21世紀中盤からサイバネティック技術を発展させ、最近では優秀な魔術師のクローンを作ろうとしているとかまことしやかに噂されているアメリカだ。現行随一の技術を持つアメリカなら僕のクローンを作ってきても可笑しく無い。
相手が曲がりなりにも僕である以上、下手な攻撃は通用しないだろう。
(……使うか。あまり使いたくは無かったんだけどな)
僕は暮刃を握る右手の反対の手にナイフを順手に構える。逆手だとどうしても動きが制限されるからだ。そこから足を肩幅より少し大きい位に開き、右を正面にして半身になる。この方が初撃で致命傷を食らう確率が低くなるのを見越してだ。
35cm位のナイフと、100cm位の暮刃。このアンバランスな二刀流が、僕の生み出した、相手を必ず殺す必殺の構え。
「さて、こっちも全力で相手をさせてもらうよ」
そう言って、再び僕は駆け出した。
「はぁぁッッ!!」
ギラナタトスを横薙ぎに振るう。それだけで敵が二体、強化合金複合リキッドアーマー製の胸部装甲を真一文字に切り裂かれて倒れる。
幸か不幸か、パワードスーツ部隊は標的を俺に絞ってくれたらしく、さっきから頻りにM134の弾丸を浴びせてくる。鈍重な大剣ではライフル弾をすべて弾く事はできない。反射速度の高さを利用して避けたり弾いたりしているものの、体力が底をつくのはこちらの方だ。
思考は一瞬、結論も一瞬だった。
ギラナタトスを霞に構え突進する。幾度も精錬と圧縮を繰り返し尋常では無い強度と密度を手に入れた凡そ150kgの金属塊、その運動エネルギーを余さず込めた一撃は、敵兵が咄嗟に盾にしたM134を貫通して土手っ腹を貫いた。とは言えパワードスーツ相手には刺突攻撃は効果が薄い。なので垂直に突き入れていた切っ先を振り上げ、頭まで切り上げる。幅が5cmはあるギラナタトスの刃でつけた傷だ。脳天までぱっくりと裂けた傷口からバシャバシャ血と脳漿が滴る。俺は僅かに顔を歪めてギラナタトスを引き戻した。
……思えば、初めて人を殺したのはいつだったか。余り覚えてはいないが、確か俺が彷徨っていたスラム街の男だった気がする。男は俺を襲い、返り討ちにされ、泣いて助けを求め、それを俺は殺した。
……助ける事も出来た筈だ。
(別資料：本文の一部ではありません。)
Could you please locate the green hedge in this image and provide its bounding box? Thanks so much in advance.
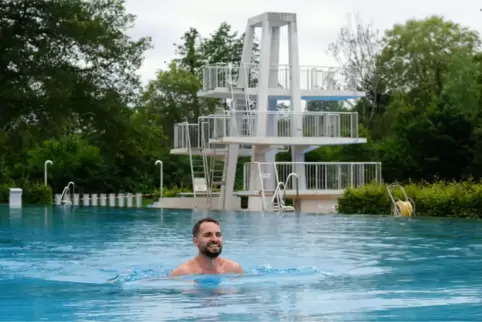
[0,181,53,205]
[338,181,482,218]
なのに、俺はそれをしなかった。
荒んでいた、と言えば聞こえはいいが、要は自己保身の為に殺しただけだ。
あれから1000人は軽く超える位殺し続けて来たが、いつまで経っても初めて殺した男の顔が脳裏に焼き付いている。
………っと、柄にもなく感傷に浸っちまったな。
今は一応小休止とはいえ、相手も何をしてくるかわからないんだ。パワードスーツ部隊の方を見やれば、部隊の半分を士の方向に移動させていた。
(……不味い、しまった!!)
「悪い士!抜けられた!!」
俺は大声で叫び、残りの敵を釘付けにすべく行動を開始した。
「悪い士!抜けられた!!」
集の声と同時に横からM4とAK-74の弾幕が降り注ぐ。僕は少女のナイフを押し返し距離を離して横を向き、暮刃とナイフで弾丸を全て切り払う。
ガギギギギギィィン!!
と硬質な金属音が鳴り響き剣から衝撃波が発生し、それを躱しながらこちらに肉薄してきた少女のナイフを受け止める。しかし、
ダダダダダダッッッ!!
(やっぱりか……)
再びの発砲。どうやら少女ごと僕を射殺する気らしい。まぁ王道的な手法だが、
「甘いよ」
五感をフル稼働させて射手の位置と相手が所持しているマシンガンの弾幕収束率から射撃の空白地帯を見つけ出し、鍔迫り合い中の少女を蹴り飛ばしてそこに突っ込ませ、僕は軽く跳躍。軽くとは言え10m位上空に飛んだ僕に1千は確実に超える数の弾丸が迫り来る。五感全てで銃弾の軌跡を見切り、存在した僅かな空白地帯に、
ドン!
空気を蹴り飛ばして体を滑り込ませた。パワードスーツ部隊の奴らが驚愕するのを雰囲気で感じ取る。
原理としては、そこまで複雑な事では無い。物体が音速を超えると、空気の壁が発生する。その壁を蹴り飛ばしただけの事だ。勿論魔術は使っている。風属性初等基礎魔術“エアバレット”の威力調節及び術式一部破棄版だ。これの効果は、単純に風を収束する事で、これを使って空気分子の量を増やす事で空気の壁を発生しやすくしているのだ。この程度の魔術ならラピアの手を借りずに発動できるようになったので、対人戦のフェイントとかには結構重宝すると思う。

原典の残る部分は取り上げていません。